🤖 AI Summary
This study addresses the “partial token” problem in language models, which arises when word boundaries in natural text misalign with tokenizer token boundaries, leading to severe distortions in prediction probabilities. For the first time, we systematically quantify the prevalence and severity of this issue in real-world contexts—including Chinese, agglutinative languages, and code—and find that it paradoxically worsens with larger model scales, with correct continuation probabilities dropping by up to three orders of magnitude. We propose a suite of methods grounded in authentic corpora: prompt construction aligned with natural word boundaries, comparative analysis of probability distributions, and a token-alignment correction strategy during inference. Our experiments validate the efficacy of precise alignment-based fixes, offering both empirical evidence and practical solutions to mitigate this underappreciated yet critical issue.
📝 Abstract
Language models (LMs) are trained over sequences of tokens, whereas users interact with LMs via text. This mismatch gives rise to the partial token problem, which occurs when a user ends their prompt in the middle of the expected next-token, leading to distorted next-token predictions. Although this issue has been studied using arbitrary character prefixes, its prevalence and severity in realistic prompts respecting word boundaries remains underexplored. In this work, we identify three domains where token and"word"boundaries often do not line up: languages that do not use whitespace, highly compounding languages, and code. In Chinese, for example, up to 25% of word boundaries do not line up with token boundaries, making even natural, word-complete prompts susceptible to this problem.
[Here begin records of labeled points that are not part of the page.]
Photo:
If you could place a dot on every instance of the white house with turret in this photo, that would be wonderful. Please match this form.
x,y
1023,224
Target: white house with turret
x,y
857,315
We systematically construct semantically natural prompts ending with a partial tokens; in experiments, we find that they comprise a serious failure mode: frontier LMs consistently place three orders of magnitude less probability on the correct continuation compared to when the prompt is"backed-off"to be token-aligned. This degradation does not diminish with scale and often worsens for larger models. Finally, we evaluate inference-time mitigations to the partial token problem and validate the effectiveness of recent exact solutions. Overall, we demonstrate the scale and severity of probability distortion caused by tokenization in realistic use cases, and provide practical recommentions for model inference providers.